Stuffed Green Peppers

This meal is one of my tried and true regular go-tos. It has a small list of common ingredients, is really easy to cook and the clean up is a breeze. We have it probably once every week or two weeks for these reasons and because it is delicious.

See? Couldn't be simpler.

To start: 1 lb. Italian sausage. I use Johnsonville because it tastes excellent and I don't have to do anything additional to it. Plus, the ingredients read: pork, water and then a list of spices. I like when a packaged product keeps the integrity of ingredients and nutrition by omitting unpronouncable names and chemicals. It is on sale buy one get one free every few weeks so I'll buy 2 or 4 packages and freeze them to have on hand, since I know I'll be making this recipe often.

4 green peppers: I try to pick out the fat, almost square shaped peppers with 4 bumps at the bottom instead of 3 bumps. It makes for a wider, flatter bowl to stuff.

1 onion of your choice: Depending on size I put in half to a whole. It really just boils down to preference.

1 small jar of Prego: I'm 75% Italian and was in my late teens the first time I tried a sauce that wasn't home-made. I'm not abandoning the fact that home-made sauce is great and delicious, but this is a quick go-to meal for me, so I'm not above Prego helping make it easier (sorry, Dad!). The little jar is the perfect size for this recipe, otherwise I'll find half of a big jar in the back of the fridge later that needs to be thrown out and I hate wasting food. It works out great money-wise because I also buy Prego during "2 for" sales and keep them in the pantry for this recipe.

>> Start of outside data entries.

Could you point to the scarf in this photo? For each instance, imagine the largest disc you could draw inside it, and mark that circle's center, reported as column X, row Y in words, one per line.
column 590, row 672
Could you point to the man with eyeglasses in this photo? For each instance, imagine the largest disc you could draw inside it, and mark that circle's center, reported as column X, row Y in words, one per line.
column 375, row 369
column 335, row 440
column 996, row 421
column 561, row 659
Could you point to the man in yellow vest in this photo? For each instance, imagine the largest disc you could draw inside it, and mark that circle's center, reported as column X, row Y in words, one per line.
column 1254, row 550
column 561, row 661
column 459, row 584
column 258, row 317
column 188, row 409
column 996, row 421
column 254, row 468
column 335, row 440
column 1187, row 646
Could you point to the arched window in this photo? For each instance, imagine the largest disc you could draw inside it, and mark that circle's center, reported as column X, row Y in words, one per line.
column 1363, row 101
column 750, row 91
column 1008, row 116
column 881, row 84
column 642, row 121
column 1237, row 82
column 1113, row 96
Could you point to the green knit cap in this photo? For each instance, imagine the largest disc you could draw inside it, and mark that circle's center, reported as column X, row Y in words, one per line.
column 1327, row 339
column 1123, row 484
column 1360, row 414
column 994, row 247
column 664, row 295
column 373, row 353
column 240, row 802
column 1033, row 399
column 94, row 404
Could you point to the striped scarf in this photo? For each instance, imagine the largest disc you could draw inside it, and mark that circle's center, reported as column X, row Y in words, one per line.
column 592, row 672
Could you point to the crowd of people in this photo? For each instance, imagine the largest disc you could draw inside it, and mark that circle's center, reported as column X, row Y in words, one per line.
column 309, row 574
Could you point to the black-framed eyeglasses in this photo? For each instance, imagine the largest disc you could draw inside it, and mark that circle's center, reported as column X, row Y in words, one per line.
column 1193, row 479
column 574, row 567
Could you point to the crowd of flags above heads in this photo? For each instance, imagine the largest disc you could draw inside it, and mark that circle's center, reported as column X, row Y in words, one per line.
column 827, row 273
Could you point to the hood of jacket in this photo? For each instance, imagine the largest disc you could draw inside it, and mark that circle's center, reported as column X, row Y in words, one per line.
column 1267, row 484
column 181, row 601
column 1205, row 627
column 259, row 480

Mozzarella cheese: I always have at least one bag of shredded cheese on hand and buy whatever brand happens to be on sale that week, is reduced or low fat and is whey free.

After pre-heating your oven to 350°, cut up the onion in small chunks and throw it in a high-sided skillet. Then break up the sausage and cook together in the pan until the sausage is done. It's usually really lean and I don't have much oil at the end, but if you do and are watching fat just pour some off.

While this is browning it leaves your hands free to prepare the peppers. Cut them in half lengthwise and rip out the membrane and seeds. Give them a good rinse and then arrange in a big casserole or baking dish. It usually times out perfectly that these two tasks end at the same time.

Turn off the stove and grab a generous handful of the cheese and sprinkle it in the pan, stirring a little bit to distribute, but not fully incorporating it to the point of melting completely away. Divide and scoop the meat, onion, cheese mixture into the pepper halves. Open the jar of Prego and put heeping spoonfuls of sauce over each pepper half.

Cover the baking dish with foil and bake until the peppers are tender. I usually go 40-45 minutes, but sometimes we can't wait and eat them a little firmer at 30 minutes. Either preference is fine since the meat is already fully cooked! We usually eat 3 halves each, which leaves 2 that I can re-heat the next day for lunch.